ただこれだとlow時間よりもhigh時間の短いサイクルは設定できません。high時間を短くしたいときには、充電時にR2をバイパスする回路を付け加えるとhigh時間をR1のみに依存させることができます。R1を制限内で小さく設定し、R2を大きくすると、high時間<low時間となる回路が組めます。
high時間の値は次の式で与えられます。low時間は変わりません。

thigh=R1Cln(2Vcc3VdiodeVcc3Vdiode)t_{high} = R_1 \cdot C \cdot \ln \biggl( \frac{2V_{cc} - 3V_{diode}}{V_{cc} - 3V_{diode}} \biggr)

部品など

・NE555 dip品
 メーカーなどは不明です。初心者向けの工作キットに入っていたものを流用しました。
・抵抗
 LEDの電流制限用に330Ω、タイマー調整用には10kΩを中心に好きな容量の抵抗を使用します。
・コンデンサ
 パスコン用に10nF、タイマー調整用には100μFをの電解コンデンサを使用しました。今回はLEDを0.1~10秒程度のサイクルで点滅させるタイマーを作成するため、電解コンデンサは比較的大きめの容量を選定しています。
・LED
 工作キットに入っていた適当な白色LEDです。
・真鍮線
 VccとGND用にφ0.8の真鍮線を使用しています。本体を支持する目的と、メイン電源ラインであることをイメージして少し太めの線を選定しています。回路部分はφ0.5真鍮線を使用しています。回路部は曲げ加工も多く入るため、加工しやすく剛性も保持でき見た目もすっきりする太さとしてφ0.5が最適でした。
・はんだ
 ヤニ入り鉛はんだを使用しています。空中配線ははんだ付けが難しいため、無鉛はんだでは相当難易度が上がると思われます。
・フラックス
 ヤニ入りはんだでも十分ですが、フラックスがあった方が作業しやすいです。
・ダイソーガラスポット
 展示ケースにダイソーのガラス製ポットを使用しています。フタ部分に回路を固定し、電源を内蔵しています。
・マイクロUSBブレイクアウトボード
 電源供給にUSBケーブル版とボタン電池版を作成しました。USBケーブルから電源供給する場合はブレイクアウトボードを使用します。
・ボタン電池ケース
 ボタン電池版を作成する場合は、CR2032が二個入るタイプのボタン電池ケースを使用しました。
・Dupont Pin femaleコンタクト
 電源ケーブルと真鍮線を接続するのに使用します。Dupont Pinのコンタクトはφ0.8真鍮線にジャストフィットします。
・被覆ケーブル
 マイクロUSBブレイクアウトボードと真鍮線の接続に使います。AWG24ぐらいをちょびっとだけ。ボタン電池ケースはケーブルがついているので不要です。
・マイクロUSBケーブル
 電源供給用に使います。
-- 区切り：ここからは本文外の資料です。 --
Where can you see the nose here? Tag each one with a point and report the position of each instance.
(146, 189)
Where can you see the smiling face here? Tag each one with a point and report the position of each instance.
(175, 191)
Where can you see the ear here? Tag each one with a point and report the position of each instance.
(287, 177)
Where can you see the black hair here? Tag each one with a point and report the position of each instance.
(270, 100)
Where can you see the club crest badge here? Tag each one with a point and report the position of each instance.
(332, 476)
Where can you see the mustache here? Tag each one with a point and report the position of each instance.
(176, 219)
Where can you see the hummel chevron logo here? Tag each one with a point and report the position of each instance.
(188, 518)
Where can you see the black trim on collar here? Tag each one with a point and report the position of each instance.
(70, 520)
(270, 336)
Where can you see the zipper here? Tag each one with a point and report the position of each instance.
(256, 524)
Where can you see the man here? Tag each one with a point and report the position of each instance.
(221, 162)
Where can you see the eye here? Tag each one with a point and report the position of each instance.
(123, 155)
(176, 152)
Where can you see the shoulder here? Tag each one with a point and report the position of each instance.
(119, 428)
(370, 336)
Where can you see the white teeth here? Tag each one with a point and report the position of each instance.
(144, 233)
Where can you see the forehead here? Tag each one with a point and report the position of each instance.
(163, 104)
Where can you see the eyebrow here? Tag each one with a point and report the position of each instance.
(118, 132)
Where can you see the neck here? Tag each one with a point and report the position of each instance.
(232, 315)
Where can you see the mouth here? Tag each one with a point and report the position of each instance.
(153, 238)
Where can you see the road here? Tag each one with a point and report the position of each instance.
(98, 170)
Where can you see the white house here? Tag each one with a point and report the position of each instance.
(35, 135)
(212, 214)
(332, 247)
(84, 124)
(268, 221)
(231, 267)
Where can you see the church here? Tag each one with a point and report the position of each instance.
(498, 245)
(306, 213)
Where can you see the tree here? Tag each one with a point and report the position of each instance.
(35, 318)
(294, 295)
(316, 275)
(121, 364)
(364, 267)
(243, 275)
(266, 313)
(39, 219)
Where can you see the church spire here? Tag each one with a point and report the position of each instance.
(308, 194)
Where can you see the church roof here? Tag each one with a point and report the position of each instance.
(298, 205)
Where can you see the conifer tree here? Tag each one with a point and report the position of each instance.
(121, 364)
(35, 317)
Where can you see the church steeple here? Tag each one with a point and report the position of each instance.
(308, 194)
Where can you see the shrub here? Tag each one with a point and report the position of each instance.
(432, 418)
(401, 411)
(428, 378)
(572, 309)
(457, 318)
ボタン電池版では不要です。

回路図

作成中です。
無安定モードの回路のR2にバイパス用のダイオード、OUTは330Ω抵抗を通じてLEDに接続します。

組み立て

・PIN1とPIN8にφ0.8の真鍮線をはんだ付けします。突合せは難しいので、少しオーバーラップさせてしっかり固定しましょう。
・残りの回路はカンとセンスでバランスをみながら配置を決めて現物合わせです。直角平行に気を付けて!
・R1,R2,Dはフック上に整形した真鍮線に乗せてセットします。

tips

・空中配線のはんだ付け作業は、ぷるぷる震える手との闘いです。ワークを自由な角度で固定できるクランプや手を載せて固定できる台などを適宜使って、作業しやすい態勢をつくるのがポイントです。
・真鍮線は熱伝導が良いため、はんだ付けに時間をかけているととなりのはんだ付け箇所が溶けてはずれてしまいます。こて温度を高めに設定し短時間ではんだ付け、ずれてしまったりはんだがつきすぎたり、うまくいかないときはすぐ諦めて、一度冷ましてから再挑戦しましょう。
・真鍮線の曲げ作業はラジオペンチでやりました。小さなベンダーみたいなものがあればもっときれいに直角が出せるかもしれません。
・容器はなんでもOK。なるべく見栄えが良くなりそうな容器を探してみましょう。今回使ったダイソーのガラスポットは底面が比較的フラットで、ひっくり返しても展示ケースとして使えます(個体差があって、底面の波うちが激しいものもある)。フタは竹の合成材で、厚みがあり中をくりぬくと電源が仕込める点もgood!!